Ukraine’s war cannot be just Europe’s war
An article in the April 25-26 edition of the Wall Street Journal began with the headline “The Ukraine War is Europe’s war now.”
“With Russia determined to continue its four-year invasion until it dominates its neighbor, and President Trump pulling back from Europe and focused on the Middle East,” the article said, “Ukraine finds itself reliant on the traditionally wary EU (European Union) in its war for survival.”
Although some nations and their people see beefed-up EU political and financial support as confirming the main premise of the April article, especially the blunt assessment contained in the headline, the Ukraine situation cries out for a “totality” viewpoint, one with history as the foundation.
If that is accomplished, the “verdict” will be that the Ukraine War cannot just be Europe’s war — that it must be a cooperative effort encompassing other right-thinking nations and people committed to trying to halt the hostilities.
And, up front, there is one main reality that must be accepted. It is that a tyrant’s appetite is insatiable and, beyond that, Russian President Vladimir Putin is a person fitting that description.

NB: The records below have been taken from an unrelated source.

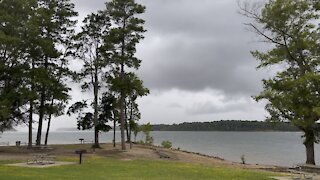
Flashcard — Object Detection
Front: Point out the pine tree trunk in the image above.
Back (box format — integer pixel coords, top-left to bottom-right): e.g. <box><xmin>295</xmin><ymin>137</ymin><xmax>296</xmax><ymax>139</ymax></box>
<box><xmin>36</xmin><ymin>88</ymin><xmax>45</xmax><ymax>146</ymax></box>
<box><xmin>113</xmin><ymin>118</ymin><xmax>116</xmax><ymax>147</ymax></box>
<box><xmin>93</xmin><ymin>76</ymin><xmax>100</xmax><ymax>148</ymax></box>
<box><xmin>124</xmin><ymin>102</ymin><xmax>129</xmax><ymax>142</ymax></box>
<box><xmin>28</xmin><ymin>100</ymin><xmax>33</xmax><ymax>148</ymax></box>
<box><xmin>303</xmin><ymin>132</ymin><xmax>316</xmax><ymax>165</ymax></box>
<box><xmin>120</xmin><ymin>64</ymin><xmax>126</xmax><ymax>150</ymax></box>
<box><xmin>44</xmin><ymin>113</ymin><xmax>52</xmax><ymax>145</ymax></box>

Putin isn’t a tyrant — at least not yet — to the extent of Germany’s Adolf Hitler in the 1930s and ’40s, whose aggression was a seed “planted” on behalf of World War II. Historical accounts tell us that Hitler invaded or occupied more than 20 countries, using annexation, military conquest and puppet governments as his tools before his insatiable lust for domination was halted.
Among his “victims” were Czechoslovakia, Poland, Austria, Belgium, Denmark, France and the Netherlands.
His goal was to overturn the territorial losses imposed on Germany at the end of World War I, and his first step was the reintegration of the coal-rich region Saarland that was separated from Germany at that war’s end and placed under an Anglo-French League of Nations mandate.
Turn the clock ahead to Russia’s invasion of Ukraine and Putin’s so-far-unsuccessful attempt to take total control of it — in large part unsuccessful because of military aid from the United States.
Would Putin be satisfied if he were successful regarding Ukraine? Not likely, and here’s evidence:
Putin wants to reverse post-Soviet Union “retreats” and achieve liberation of what he says are Russia’s historical lands — using military means, if necessary.
His post-Ukraine targets likely could be Poland, Estonia, Latvia, Lithuania, Finland or nations in Central Asia.
Ukrainian President Volodymyr Zelenskyy said on April 23, while on his way into a meeting with European leaders, that “during the war we need everything and everybody; we need the United States.”
Zelenskyy expressed concerns that the United States’ use of so much weaponry in the Middle East might be draining stocks that his nation needs.
This country provides aerial interceptors that Ukraine needs to shoot down Russian ballistic missiles. The U.S. also has been providing Ukraine’s military with battlefield intelligence.
Such capabilities Europe and the European Union are unable to replace.
Then there’s this sentence from the Journal’s April 25-26 report:
“Looking to the future, Europeans would rather see Russia tied down in Ukraine than threatening EU borders.”
But nationalist parties in France and Germany are calling for an end to funding for Ukraine, and any new effort for new EU money for Ukraine in 2027 will bump up against a French presidential election.
The past four years haven’t been good for Ukraine. Unfortunately, with a tyrant lurking, the situation in Ukraine and beyond could become much worse.